20. If continuity errors float your boat, here are a couple of teensy ones. The design on this hessian shopping bag held by this bystander changes from a plane to a tree in the space of a few seconds.
21. And the date on this surgical theatre display before Bitzer goes to town on that skeleton first reads the 5th of June, then later reads the 2nd of June.
And one more…
22. When celebrity hairdresser ‘Mr X’ goes viral, he’s inserted into a number of popular internet memes. He goes doge (“Wow haredo so style”), Shepard Fairey-style with the Barack Obama pic, he’s Nyan Cat, Banksy and made part of hit localisation meme “All your hair are belong to us”. There’s even a blink-and-you’ll-miss-it Christine Keeler homage in there, but it’s far too racy for us to reproduce here. Finally, if you follow the QR code on the Mr X poster around 48 minutes in, it apparently sends you to the official movie website (though we couldn’t get it to work).
23. That poster on the city wall? It’s for Breaking Bad (or possibly Dad, but the logo is unmistakeable).
24. Other posters in the Big City background advertise performance poet John Cooper Clarke and English post-punk band, The Fall. Not references pre-school kids are likely to pick up on.
25. And that’s not the only nod to Walter White in the film. When the flock go all A-Team and build their pantomime horse contraption at the junkyard, here’s what Shaun and pal are wearing.
26. Animal containment officer A. Trumper (a joke in itself) appears to be channelling a certain former Russian president by posing for a macho topless-on-horseback portrait.
27. More set-dresser and other crew names appear in this graffiti on the bridge (Omi is perhaps part of Omid Djalili, the voice of Trumper?), seen after the sheep perform their baa-bershop quartet rendition of Feels Like Summer. There’s also a little Cookie Monster if you look closely.
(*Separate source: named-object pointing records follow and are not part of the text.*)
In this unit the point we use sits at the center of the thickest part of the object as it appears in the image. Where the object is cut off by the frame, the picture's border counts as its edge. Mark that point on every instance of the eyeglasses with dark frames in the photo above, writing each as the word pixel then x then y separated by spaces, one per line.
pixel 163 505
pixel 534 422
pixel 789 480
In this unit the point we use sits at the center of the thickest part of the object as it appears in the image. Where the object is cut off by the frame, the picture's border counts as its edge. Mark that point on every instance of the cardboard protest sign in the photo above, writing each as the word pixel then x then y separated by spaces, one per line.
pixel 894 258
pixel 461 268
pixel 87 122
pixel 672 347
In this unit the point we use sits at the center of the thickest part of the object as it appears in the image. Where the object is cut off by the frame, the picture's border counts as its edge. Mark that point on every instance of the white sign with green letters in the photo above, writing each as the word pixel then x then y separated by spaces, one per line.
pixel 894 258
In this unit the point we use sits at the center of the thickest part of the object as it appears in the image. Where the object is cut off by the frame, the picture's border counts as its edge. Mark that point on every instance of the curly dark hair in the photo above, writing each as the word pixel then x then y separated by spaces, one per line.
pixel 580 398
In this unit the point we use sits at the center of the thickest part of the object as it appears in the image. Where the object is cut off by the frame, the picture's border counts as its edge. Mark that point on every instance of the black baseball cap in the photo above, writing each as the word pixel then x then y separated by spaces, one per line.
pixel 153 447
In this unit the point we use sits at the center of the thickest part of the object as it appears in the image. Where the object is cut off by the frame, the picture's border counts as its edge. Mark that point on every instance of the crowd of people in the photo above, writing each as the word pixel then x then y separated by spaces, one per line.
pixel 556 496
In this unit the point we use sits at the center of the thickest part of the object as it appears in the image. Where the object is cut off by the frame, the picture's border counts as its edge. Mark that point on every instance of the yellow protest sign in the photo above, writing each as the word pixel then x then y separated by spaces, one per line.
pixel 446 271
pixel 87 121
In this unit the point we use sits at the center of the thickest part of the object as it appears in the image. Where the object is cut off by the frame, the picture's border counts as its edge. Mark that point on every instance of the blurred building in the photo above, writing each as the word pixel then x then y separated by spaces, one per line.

28. When the flock return to the farmhouse towards the end of the film, the pigs are happily ensconced there Animal Farm-style, eating recipe books and watching TV. Listen closely to the music playing on the TV set and you’ll hear the theme to Aardman’s Amazing Adventures Of Morph.
29. No, it’s not quite Nick Fury, but stick around all the way through the end-credits and you’ll meet a sheep doing the vacuuming.
Shaun The Sheep: The Movie is out now on DVD.